Dog Roses (3)

Kid's drawing Nerja

It is 4.20 am on a Sunday morning and the Pier Pressure night club is still open. A man and his friend walk down from the club towards South Beach. A group of people have gathered on the wooden steps leading down to the sea. There is laughter and music. The man opens his mouth and shouts, Susan! Susan, he shouts again, sort yer fucking shit out! His fists are clenched, his shoulders hunched up tight. He pulses with anger.

Each day there is rain. Persistent she called it. The author. The author who keeps bees. The rain is keeping them in their hives, she says. They’re eating all the honey.

It’s because she put her finger in a foxglove, he tells me. My sister, he reiterates. I know. I know the story but I let him tell me again. My sister put her finger in a foxglove before I was born, he says, so that I would be a boy.

I used to do that too, the little trumpets felt furry inside. Sometimes there was a bee.

A woman’s handbag lies on the ground next to the gate into the children’s playground. I hear voices. Laughter. Four young people are on the climbing frame. A girl giggles. It’s wobbly, she says.

The rain has taken the petals from the dog roses. A confetti of pink on the tarmac. The scent still lingers though. An innocent, gauche sort of sweetness. A memory of walking through long grass, wet against my legs.

There is only forgiveness. And love. Just that. It is enough.



The Boxer

drawing from Joanny's 17 June 2016

There is too much to write. Too much to off-load, unload onto the page. And it is early, before breakfast. I just thought I’d make a start. Begin. There is power in beginning Goethe said. I love this time. The quietness, the stillness. Quiet enough to hear the mewing of a cat done below.

I was walking through the Castle gardens yesterday morning. It must’ve been about 4.20 am. A man was coming towards me. He sees me and begins to bounce about on his feet, his arms raised, his hands as fists. Just like a boxer. A boxer preparing to spar. I continue to walk, steeling myself for an encounter. As I came closer he smiled and stopped punching the air. Sorry, he said, smiling. I was cold. Just trying to keep warm. Did I reply? I think I smiled, possibly said, it’s OK. He walked on, as did I. Great shoes, by the way, he shouted. I laughed. Thank you, I said, continuing to laugh all the way down Great Darkgate Street.

You see there is nothing. There is nothing to fear.


Farmer’s Girl

Scan of love text tapestry (2)

Only a few stragglers left. A mere scattering this morning, some on the beach, some in the shelter. Lip Lickin’ Chicken was open. And a gaggle of seagulls were fighting and worrying over a discarded carton spotted with grease. Pier Pressure was also open. A girl and two boys were sitting on the shelf of the Prom, there legs hanging over the ledge, their bodies leaning into the railings. The girl was crying, one of the boys was trying to comfort her. She cried noisily. A young gull screeched insistently for its parent. Momentarily lost, abandoned, like a seven-year-old Japanese boy. Punished. To be punished. I told you so. A warning, rarely seen through, this time it was. He seems none the worse. A thumbs up in a picture in the paper.

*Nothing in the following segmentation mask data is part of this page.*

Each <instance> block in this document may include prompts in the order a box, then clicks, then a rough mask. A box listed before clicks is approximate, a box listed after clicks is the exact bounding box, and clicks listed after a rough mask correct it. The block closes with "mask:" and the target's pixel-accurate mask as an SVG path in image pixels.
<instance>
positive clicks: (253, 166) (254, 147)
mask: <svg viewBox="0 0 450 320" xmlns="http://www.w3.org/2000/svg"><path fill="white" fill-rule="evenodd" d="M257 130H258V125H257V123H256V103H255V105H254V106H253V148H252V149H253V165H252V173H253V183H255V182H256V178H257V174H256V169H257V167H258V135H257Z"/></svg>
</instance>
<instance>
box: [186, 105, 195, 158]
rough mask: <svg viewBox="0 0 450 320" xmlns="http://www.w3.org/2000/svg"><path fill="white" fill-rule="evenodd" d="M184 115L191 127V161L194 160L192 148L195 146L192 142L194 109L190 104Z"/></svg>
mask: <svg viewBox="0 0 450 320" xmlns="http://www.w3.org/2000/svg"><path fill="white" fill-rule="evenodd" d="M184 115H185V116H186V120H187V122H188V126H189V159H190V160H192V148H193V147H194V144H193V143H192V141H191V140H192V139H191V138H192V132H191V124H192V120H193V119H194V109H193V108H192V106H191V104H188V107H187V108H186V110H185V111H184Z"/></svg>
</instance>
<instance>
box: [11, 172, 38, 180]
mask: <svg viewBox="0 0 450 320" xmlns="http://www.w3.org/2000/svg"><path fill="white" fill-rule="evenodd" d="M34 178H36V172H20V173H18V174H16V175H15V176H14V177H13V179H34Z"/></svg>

Last week was busier. Just after exams. Lots of singing. Kids in the sea. Skinny-dipping. Let it go, a group of them were singing, just by the clock tower, let it go. All together, reaching a crescendo that reverberated all the way down Great Darkgate Street. The theme song from Frozen, I think. I am not up to date. Separate.

The weather has been glorious. The man across the way mowed his lawn twice. They grow brown that family. Always in the garden.

We sit in our seat. I peel off my clothes and lift my face to the sun. A baby dragonfly settles on my naked shoulder. It stays.

Coffee at the University café. It’s convenient for work. She’s a chatterbox. I can hear her. He can’t get a word in edgeways. Non-stop. She is a good woman, clearly, who needs to talk, to pour it out. She’s going away, yes, in the autumn, yes, to Los Angeles and Las Vegas. Not her cup of tea. I’m a farmer’s girl, she says, a day out at Aberaeron is more my thing. And again, yesterday, he likes it there, bringing the stories home. Liz said it was hay fever, he says. Oh, I say. Yes, she says she has it now, caught it off her husband.

Getting ready. I feel a little distrait. I can’t start things. Winding-down. It will do me good. The space to think, away from the need to do. I must just succumb. Place myself in another’s hands. Yield.

He talked about the old country custom of sewing red speedwell into the lining of their coats. It was thought to bring good luck.

No sun today, just a milky stillness. Nice.